The district court’s statute of limitations analysis provides additional support for this conclusion. In rejecting Dodge’s BlackBerry claim as untimely, the court found that the 2004 presentation formed an oral, rather than written, contract subject to a stricter three-year statute of limitations, because “to understand the parties’ rights and obligations ... one needs to rely on agreements and understandings other than those set forth in the written federal matrix ” (emphasis added). In fact, these necessary written “agreements and understandings” reside largely in the Handbook and the Welcome Document, which explain CDW-G’s basic commission policy and outline crucial details such as the timing of payments and the mechanics of gross profit calculation. As such, interpretation of the 2004 Powerpoint presentation necessitates reference to the Handbook; only when combined with the Handbook does that presentation form a complete policy. The 2004 presentation thus functions as a modification to the Handbook’s terms rather than a freestanding contract offer. See Fitzgerald v. Southern Farm Agency, 122 Va. 264, 94 S.E. 761, 762 (1918) (noting that a company’s change to its broker’s commission was “not a new contract, but a modification of the original agreement” (internal quotation omitted)).

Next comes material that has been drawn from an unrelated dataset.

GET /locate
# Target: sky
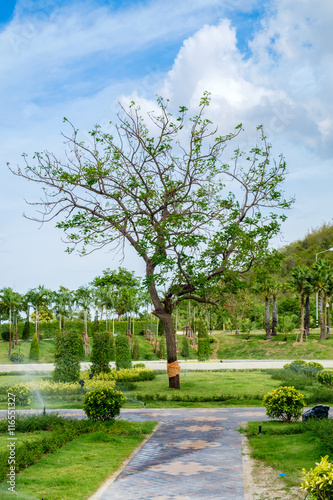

Because the 2004 presentation only modified the terms of the Handbook, the Handbook — as modified by the presentation — continued to govern CDW-G’s commission payments. See Warren v. Goodrich, 133 Va. 366, 112 S.E. 687, 694 (1922); Carnes Co. v. Stone Creek Mech., Inc., 412 F.3d 845, 853 (7th Cir.2005). And nothing in the 2004 presentation purported to alter the Handbook’s disclaimers or the nonbinding nature of CDW-G’s projected commission rates. The 2004 presentation therefore “did not amount to an offer to enter into a contract, but the announcement of a nonbinding intention.” Jensen, 454 F.3d at 390. Although CDW-G’s failure to make good on that professed intention may hamper its efforts to attract and motivate sales managers like Dodge, and may even give rise to a claim based on quantum meruit, see, e.g., Mongold v. Woods, 278 Va. 196, 677 S.E.2d 288, 292 (2009), it does not constitute a breach of contract.

III.

For the foregoing reasons, the judgment of the district court is

REVERSED. 
      
      . CDW-G alternatively contends that it modified the terms of any contract prior to Dodge's performance, and that Dodge’s claim regarding the Monitor Sale is time-barred. Because we hold that CDW-G had no contractual obligation to pay Dodge any commission, we do not reach these arguments.
     
      
      . In her appellate brief, Dodge made a passing attempt to characterize the Handbook’s disclaimers as insufficient. She also contended at oral argument that the Handbook's statement that account managers are "guaranteed” a certain "minimum commission level” overrides those disclaimers. We reject these arguments. The Handbook contains numerous explicit disclaimers making clear that its description of CDW-G’s commission policy — including use of the term "guaranteed” — qualified as "information only” and did "not create a contract.”